Vibrations ‘Second Hearing’ – November 2010 Issue 15

Second Hearing

Your CD-Rs deserve a second listen. So we’ll listen twice (and twice only) and then type. 20 words per demo.

EPs

The Strangerhood – ‘The Strangerhood’

Fast vocals. Even faster basslines. Pleasant for a while. Soon becomes rather repetitive; like a monkey with a miniature cymbal.

Ajanta – Moonshine EP

Moonshine:

Hard to take too seriously, like a Spinal Tap b-side. Fun, but aptly leaves you with a sore head afterwards.

Carry Him Down:

Some interesting fret-board wizardry, does feel a little bit like ‘Greensleeves’ gone wrong at times. Ritual chanting is always creepy.

Indigo Sunshine – ‘Indigo Sunshine’

Bright and breezy summer fun. Nice acoustic beats with light vox and gentle percussion. Handclaps are too sickly sweet though.

Ben Matravers – Step One

Say:

Not as terrifying as the EP cover will have you believe. Cheerful enough, but sadly short on confidence and presence.

Step One:

Described a “Dark and aggressive” in the notes, I’d go for bleak and mild discomfort. Great sample use halfway through.

Fossil Collective – Honey Slides EP

The sum of Fleet Foxes plus Band of Horses times by Midlake. Minus the big budgets. Just as soothing though.

Ten – Lowlands EP

Technically brilliant, mellow and atmospheric. Think Sigur Ros on a comedown, minus nonsensical gibberish. Bit of a downer at times.

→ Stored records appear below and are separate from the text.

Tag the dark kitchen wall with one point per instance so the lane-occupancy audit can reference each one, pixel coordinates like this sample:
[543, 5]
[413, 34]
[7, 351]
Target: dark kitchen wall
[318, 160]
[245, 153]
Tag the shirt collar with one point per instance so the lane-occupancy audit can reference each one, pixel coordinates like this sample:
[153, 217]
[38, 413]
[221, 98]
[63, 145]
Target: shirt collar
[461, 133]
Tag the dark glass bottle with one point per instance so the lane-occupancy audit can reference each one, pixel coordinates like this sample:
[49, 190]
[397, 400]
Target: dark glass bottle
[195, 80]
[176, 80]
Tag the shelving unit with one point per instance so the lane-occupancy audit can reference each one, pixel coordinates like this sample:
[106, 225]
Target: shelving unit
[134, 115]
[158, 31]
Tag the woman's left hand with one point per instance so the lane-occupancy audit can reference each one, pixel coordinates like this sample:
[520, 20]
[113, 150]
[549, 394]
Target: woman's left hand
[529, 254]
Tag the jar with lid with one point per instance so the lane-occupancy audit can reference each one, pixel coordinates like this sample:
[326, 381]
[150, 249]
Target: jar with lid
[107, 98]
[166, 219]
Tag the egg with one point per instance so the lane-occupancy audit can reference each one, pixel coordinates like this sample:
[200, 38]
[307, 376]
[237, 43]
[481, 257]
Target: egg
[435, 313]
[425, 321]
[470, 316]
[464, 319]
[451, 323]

Dirty Urges – ‘The Bill Hicks EP’

Striking funk / metal combo. Overkill on the effects pedal. No lyrical substance. Should not use Hicks’ name in vein.

Albums

Neil McLarty – ‘ Roseville Grand’

At The Lake:

Carefully crafted Americana meets West Yorkshire. Glorious use of antique organs and lazy guitar melodies help to radiate unmistakable warmth.

Who’s Gonna Meet You Tonight:

Organ deployed to full effect. Shades of The Hold Steady’s slower tracks. One of the album’s heaviest moments by far.

Friday Night Heartbreak:

Heading dangerously into full-blown square dancing territory, but forgivable given an otherwise consistent and impressive effort. Now shake those hips.

The Dawnriders – ‘The Dawnriders’

Dawnriders:

Songs bearing the same name as the band are never good. They always come across cheesy. This is no exception.

Goldrush:

Either a brilliant a parody, or the worst take on Americana since Bon Jovi soundtracked Young Guns II. Lacking authenticity.

The Virgin & The Creep:

Much, much better. Acoustic led, with a strong narrative. Unfortunately buried at the end of the album. Worth a spin.

Daisy B – ‘This Town’

Salvation:

Upbeat melody, soulful vocals, great production and steady rhythm. Hard to dislike, but desperately lacking in the thrills department.

This Town:

Full of life from the get go. Radio-ready and could easily be mistaken for any current female singer songwriter fodder.

Dressed In Wires – ‘Demonstration Disc 2010’

Random electro noises, not to be mistaken for The Clangers. Interesting concept, but very boring and indulgent in practice. YAWN.

GHOSTS – ‘Drum Lakes’

28-minute long “collage of songs” that inevitably hits and misses between superbly atmospheric, to half-baked and incomplete. Not. Even. Scary.

Auntie Dope – Live 2010

Mind Over Matter:

The Fratellis go lo-fi. Probably written in less than a minute, but not in a good ‘flash of inspiration’ way.

U.F.O:

“Let’s go for a ride on a U.F.O., I’m all dressed up and ready to go”. Even The Ramones are cringing.